3. the method of producing 1, 3-cyclohexyldimethylamine according to claim 1, wherein the ratio of the amount of formaldehyde to cyclohexanone used in the first step is 2 to 2.2: 1.
4. the method of producing 1, 3-cyclohexyldimethylamine according to claim 1, wherein the acid used in the first step is one of hydrochloric acid, sulfuric acid and phosphoric acid, and the amount thereof is controlled to 3 to 4.
5. The method of producing 1, 3-cyclohexyldimethylamine according to claim 1, wherein the solvent used in the first step is one or more selected from water, ethanol, methanol, acetonitrile, dimethylsulfoxide and N, N-dimethylformamide.
6. The method of producing 1, 3-cyclohexyldimethylamine according to claim 1, wherein the amount of hydrazine hydrate to intermediate in the second step is 4 to 8: 1.
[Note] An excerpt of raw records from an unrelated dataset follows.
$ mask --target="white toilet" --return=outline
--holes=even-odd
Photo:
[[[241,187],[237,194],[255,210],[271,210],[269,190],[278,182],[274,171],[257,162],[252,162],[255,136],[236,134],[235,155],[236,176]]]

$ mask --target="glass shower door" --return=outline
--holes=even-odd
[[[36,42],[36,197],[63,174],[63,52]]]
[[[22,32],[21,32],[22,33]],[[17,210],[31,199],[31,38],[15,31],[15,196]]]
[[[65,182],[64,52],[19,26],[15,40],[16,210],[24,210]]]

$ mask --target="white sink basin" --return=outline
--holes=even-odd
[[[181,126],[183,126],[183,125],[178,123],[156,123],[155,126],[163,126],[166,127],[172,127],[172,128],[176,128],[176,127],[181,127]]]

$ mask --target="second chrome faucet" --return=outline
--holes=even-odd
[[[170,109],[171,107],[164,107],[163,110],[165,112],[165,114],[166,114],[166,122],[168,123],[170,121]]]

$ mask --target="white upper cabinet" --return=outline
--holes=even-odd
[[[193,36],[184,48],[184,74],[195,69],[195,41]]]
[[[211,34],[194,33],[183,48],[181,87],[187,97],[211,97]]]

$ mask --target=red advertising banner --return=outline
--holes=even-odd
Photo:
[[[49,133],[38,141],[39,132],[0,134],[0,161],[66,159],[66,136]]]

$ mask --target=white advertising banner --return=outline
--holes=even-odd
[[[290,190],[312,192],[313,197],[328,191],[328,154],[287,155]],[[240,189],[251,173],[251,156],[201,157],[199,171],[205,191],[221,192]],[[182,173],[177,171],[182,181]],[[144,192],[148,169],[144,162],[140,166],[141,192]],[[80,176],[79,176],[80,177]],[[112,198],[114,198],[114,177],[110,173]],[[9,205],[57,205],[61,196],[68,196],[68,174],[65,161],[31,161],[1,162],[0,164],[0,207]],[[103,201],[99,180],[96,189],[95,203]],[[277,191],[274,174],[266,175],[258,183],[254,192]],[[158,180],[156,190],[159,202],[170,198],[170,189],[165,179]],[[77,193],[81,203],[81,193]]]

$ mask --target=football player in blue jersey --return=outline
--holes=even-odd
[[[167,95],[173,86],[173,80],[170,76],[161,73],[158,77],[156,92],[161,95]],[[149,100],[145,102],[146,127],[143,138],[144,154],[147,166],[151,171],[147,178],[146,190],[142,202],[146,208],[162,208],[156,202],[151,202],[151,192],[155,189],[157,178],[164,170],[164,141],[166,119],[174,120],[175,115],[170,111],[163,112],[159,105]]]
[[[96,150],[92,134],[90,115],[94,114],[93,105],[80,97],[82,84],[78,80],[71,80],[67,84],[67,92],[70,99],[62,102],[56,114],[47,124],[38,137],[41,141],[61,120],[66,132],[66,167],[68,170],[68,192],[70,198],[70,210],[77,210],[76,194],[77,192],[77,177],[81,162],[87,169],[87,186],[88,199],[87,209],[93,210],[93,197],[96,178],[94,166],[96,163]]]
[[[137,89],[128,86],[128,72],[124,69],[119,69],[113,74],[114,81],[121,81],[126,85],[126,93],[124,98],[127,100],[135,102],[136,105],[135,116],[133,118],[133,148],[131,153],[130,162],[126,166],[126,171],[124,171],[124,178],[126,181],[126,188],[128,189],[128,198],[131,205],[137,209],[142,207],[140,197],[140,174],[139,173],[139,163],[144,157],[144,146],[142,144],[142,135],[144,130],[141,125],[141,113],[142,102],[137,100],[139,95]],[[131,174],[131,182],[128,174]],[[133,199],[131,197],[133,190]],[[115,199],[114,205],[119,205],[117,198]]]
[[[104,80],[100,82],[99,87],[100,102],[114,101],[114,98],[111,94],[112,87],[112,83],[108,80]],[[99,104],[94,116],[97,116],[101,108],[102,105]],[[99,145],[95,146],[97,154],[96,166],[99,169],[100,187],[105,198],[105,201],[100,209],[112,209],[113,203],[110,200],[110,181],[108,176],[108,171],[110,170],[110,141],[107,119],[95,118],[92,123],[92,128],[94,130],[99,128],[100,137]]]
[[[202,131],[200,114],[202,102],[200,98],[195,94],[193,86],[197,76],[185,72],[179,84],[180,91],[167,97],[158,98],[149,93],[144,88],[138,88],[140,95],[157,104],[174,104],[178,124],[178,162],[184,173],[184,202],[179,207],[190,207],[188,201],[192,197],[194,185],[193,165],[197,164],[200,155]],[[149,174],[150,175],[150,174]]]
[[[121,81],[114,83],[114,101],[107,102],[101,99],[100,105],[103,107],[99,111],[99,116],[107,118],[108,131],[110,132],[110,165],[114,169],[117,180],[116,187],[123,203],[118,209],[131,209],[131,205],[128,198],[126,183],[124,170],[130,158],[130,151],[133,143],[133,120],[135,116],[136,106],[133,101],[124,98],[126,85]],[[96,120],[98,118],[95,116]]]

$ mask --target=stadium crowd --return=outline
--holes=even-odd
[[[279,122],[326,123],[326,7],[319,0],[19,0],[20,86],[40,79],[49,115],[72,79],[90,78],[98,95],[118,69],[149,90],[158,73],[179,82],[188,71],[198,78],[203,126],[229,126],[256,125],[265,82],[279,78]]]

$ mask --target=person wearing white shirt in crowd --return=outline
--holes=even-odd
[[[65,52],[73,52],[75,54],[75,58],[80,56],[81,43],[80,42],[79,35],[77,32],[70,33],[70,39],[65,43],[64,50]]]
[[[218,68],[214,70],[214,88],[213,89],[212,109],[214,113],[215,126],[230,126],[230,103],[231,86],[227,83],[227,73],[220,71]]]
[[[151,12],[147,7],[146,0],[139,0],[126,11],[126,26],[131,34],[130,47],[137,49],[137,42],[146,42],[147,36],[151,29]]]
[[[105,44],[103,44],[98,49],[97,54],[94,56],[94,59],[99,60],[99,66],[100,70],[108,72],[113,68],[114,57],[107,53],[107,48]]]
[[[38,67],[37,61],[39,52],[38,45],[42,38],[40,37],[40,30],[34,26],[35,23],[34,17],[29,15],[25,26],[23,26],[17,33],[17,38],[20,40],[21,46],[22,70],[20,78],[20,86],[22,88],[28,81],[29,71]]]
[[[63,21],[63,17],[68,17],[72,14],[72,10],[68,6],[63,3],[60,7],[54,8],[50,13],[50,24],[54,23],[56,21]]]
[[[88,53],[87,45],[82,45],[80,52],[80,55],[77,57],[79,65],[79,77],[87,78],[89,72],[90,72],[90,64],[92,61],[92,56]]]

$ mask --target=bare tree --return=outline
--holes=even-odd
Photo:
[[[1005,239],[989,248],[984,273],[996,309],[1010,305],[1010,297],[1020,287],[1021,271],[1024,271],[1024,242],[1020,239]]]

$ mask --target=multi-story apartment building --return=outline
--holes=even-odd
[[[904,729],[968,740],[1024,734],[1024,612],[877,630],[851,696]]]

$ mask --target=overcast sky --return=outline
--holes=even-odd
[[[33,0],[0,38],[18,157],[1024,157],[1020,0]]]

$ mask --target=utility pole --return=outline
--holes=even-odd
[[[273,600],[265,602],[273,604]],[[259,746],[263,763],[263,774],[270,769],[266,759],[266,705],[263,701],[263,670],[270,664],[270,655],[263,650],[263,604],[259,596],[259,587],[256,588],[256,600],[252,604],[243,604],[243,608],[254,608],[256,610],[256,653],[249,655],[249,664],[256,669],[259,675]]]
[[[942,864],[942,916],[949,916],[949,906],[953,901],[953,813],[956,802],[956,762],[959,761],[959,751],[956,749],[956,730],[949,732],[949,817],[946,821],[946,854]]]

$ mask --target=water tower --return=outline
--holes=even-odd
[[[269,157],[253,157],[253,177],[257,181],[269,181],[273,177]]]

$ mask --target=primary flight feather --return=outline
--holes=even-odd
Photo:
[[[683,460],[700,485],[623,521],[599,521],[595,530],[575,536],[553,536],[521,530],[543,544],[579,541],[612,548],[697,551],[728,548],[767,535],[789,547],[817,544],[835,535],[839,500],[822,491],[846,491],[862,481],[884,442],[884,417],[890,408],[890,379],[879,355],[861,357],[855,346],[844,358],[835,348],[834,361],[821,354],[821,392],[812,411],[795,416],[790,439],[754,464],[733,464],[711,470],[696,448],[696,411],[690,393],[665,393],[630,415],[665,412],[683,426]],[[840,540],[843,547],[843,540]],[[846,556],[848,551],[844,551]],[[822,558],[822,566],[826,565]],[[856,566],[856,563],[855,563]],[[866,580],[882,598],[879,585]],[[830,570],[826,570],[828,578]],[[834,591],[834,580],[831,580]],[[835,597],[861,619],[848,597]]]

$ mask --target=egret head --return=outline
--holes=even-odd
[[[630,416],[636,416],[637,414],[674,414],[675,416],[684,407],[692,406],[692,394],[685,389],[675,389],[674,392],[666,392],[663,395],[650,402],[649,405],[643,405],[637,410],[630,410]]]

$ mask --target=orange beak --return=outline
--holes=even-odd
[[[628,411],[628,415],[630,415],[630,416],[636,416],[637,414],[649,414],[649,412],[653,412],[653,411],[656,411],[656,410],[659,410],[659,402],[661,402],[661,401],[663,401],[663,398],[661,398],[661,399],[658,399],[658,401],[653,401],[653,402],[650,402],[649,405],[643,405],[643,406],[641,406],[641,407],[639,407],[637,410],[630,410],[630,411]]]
7. the method of producing 1, 3-cyclohexyldimethylamine according to claim 1, wherein the alkali used in the second step is sodium hydroxide or potassium hydroxide, and the amount thereof is preferably controlled to 10 to 12 in terms of pH of the reaction system.
8. The method of producing 1, 3-cyclohexyldimethylamine according to claim 1, wherein the second step is a solvent-free reaction.
9. The method of producing 1, 3-cyclohexyldimethylamine according to claim 1, wherein the second step of the reaction uses 1, 4-dioxane, ethylene glycol dimethyl ether or the like as a solvent.
10. The method of producing 1, 3-cyclohexyldimethylamine according to claim 1, wherein the temperature of the second step is 100 to 160 ℃.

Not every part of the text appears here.